With various daily changes on Capitol Hill, the eventual process of rotating in a new acting director for the Federal Housing Finance Agency and uncertainty about the future of Fannie Mae and Freddie Mac, panelists agreed that President Obama and his administration will not make any significant changes to the market over the next few years.

“We’ve got 22 plans that have been offered and most have been the same short list of failures and Congress isn’t ready to act,” said Joshua Rosner, managing director of Graham Fisher & Co.

He added, “In the meantime, we’ll see little changes and a lot of talk, but not a lot of action.”

On a similar note, Philip Swagel, professor in international economic policy at the University of Maryland agreed that over the next few years, Congress will spend the majority of time discussing solutions, but little action will take place. 

However, there’s more agreement on the future of the secondary market then meets the eye.

For instance, Swagel believes the future of the housing finance system will have competing securitizers and insurers; explicit pricing of government guarantee behind first-loss private capital; guarantee of mortgage-backed securities, not firms; no portfolios and a split of securitization from guaranty by MBS insurers.

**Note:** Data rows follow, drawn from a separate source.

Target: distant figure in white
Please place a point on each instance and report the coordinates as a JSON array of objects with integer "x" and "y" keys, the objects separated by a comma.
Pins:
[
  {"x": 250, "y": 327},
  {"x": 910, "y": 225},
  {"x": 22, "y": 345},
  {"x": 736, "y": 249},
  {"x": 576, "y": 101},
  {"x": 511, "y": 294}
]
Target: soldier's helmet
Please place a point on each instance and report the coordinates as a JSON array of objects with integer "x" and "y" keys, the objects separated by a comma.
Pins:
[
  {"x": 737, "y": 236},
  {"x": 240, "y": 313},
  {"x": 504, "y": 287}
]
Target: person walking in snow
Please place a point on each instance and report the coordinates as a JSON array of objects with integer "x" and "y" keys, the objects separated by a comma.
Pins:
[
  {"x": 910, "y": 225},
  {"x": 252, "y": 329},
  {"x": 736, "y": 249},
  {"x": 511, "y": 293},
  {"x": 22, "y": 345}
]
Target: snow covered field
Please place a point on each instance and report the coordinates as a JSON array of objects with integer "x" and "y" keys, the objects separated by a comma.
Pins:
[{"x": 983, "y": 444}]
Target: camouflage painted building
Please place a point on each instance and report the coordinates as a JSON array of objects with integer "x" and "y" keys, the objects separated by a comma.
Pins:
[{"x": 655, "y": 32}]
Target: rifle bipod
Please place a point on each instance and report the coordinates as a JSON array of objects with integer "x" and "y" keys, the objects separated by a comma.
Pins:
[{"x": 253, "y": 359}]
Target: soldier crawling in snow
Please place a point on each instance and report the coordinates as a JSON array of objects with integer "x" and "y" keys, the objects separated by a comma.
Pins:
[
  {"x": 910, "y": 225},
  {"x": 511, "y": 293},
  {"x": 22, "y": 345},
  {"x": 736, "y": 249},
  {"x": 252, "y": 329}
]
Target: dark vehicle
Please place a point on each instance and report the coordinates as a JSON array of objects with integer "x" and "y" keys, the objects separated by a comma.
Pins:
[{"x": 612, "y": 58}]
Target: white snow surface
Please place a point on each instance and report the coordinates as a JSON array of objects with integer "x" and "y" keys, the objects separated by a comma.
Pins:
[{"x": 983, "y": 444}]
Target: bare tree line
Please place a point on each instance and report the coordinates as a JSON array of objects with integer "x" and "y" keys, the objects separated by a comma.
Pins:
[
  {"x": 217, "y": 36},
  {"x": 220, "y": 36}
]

Until the market gets there, the biggest challenge is properly dealing with the credit risk matrix and making sure the right access to liquidity exists. 

“Are we changing very much or are we just rearranging the chairs on the deck of the Titanic,” Rosner questioned.

Another issue at hand is the nomination of Congressman Mel Watt, R-N.C as Obama’s pick to lead the FHFA.

Will the current agency policies stay in place such as rationalization of guarantee fees, bringing private capital back in the market and unifying the securitization platform? 

Swagel explained that while President Obama and his administration are not hesitant to criticize DeMarco, they are not critical of the FHFA’s strategic plan.

As a result, the professor firmly believes that if Watt is nominated — both panelists see that as unlikely — he will continue with the strategic plan set in place by the acting director.

“Another interesting factor to think about is as private capital comes in, g-fees could come down,” Swagel said.

Overall, while the future of the secondary mortgage market continues to sit at a stalemate, both panelists agree that two defining characteristics of the future secondary market need to include private capital and competition.

“That’s when we can declare victory, when there’s a stable system with a lot of competitors,” Swagel concluded.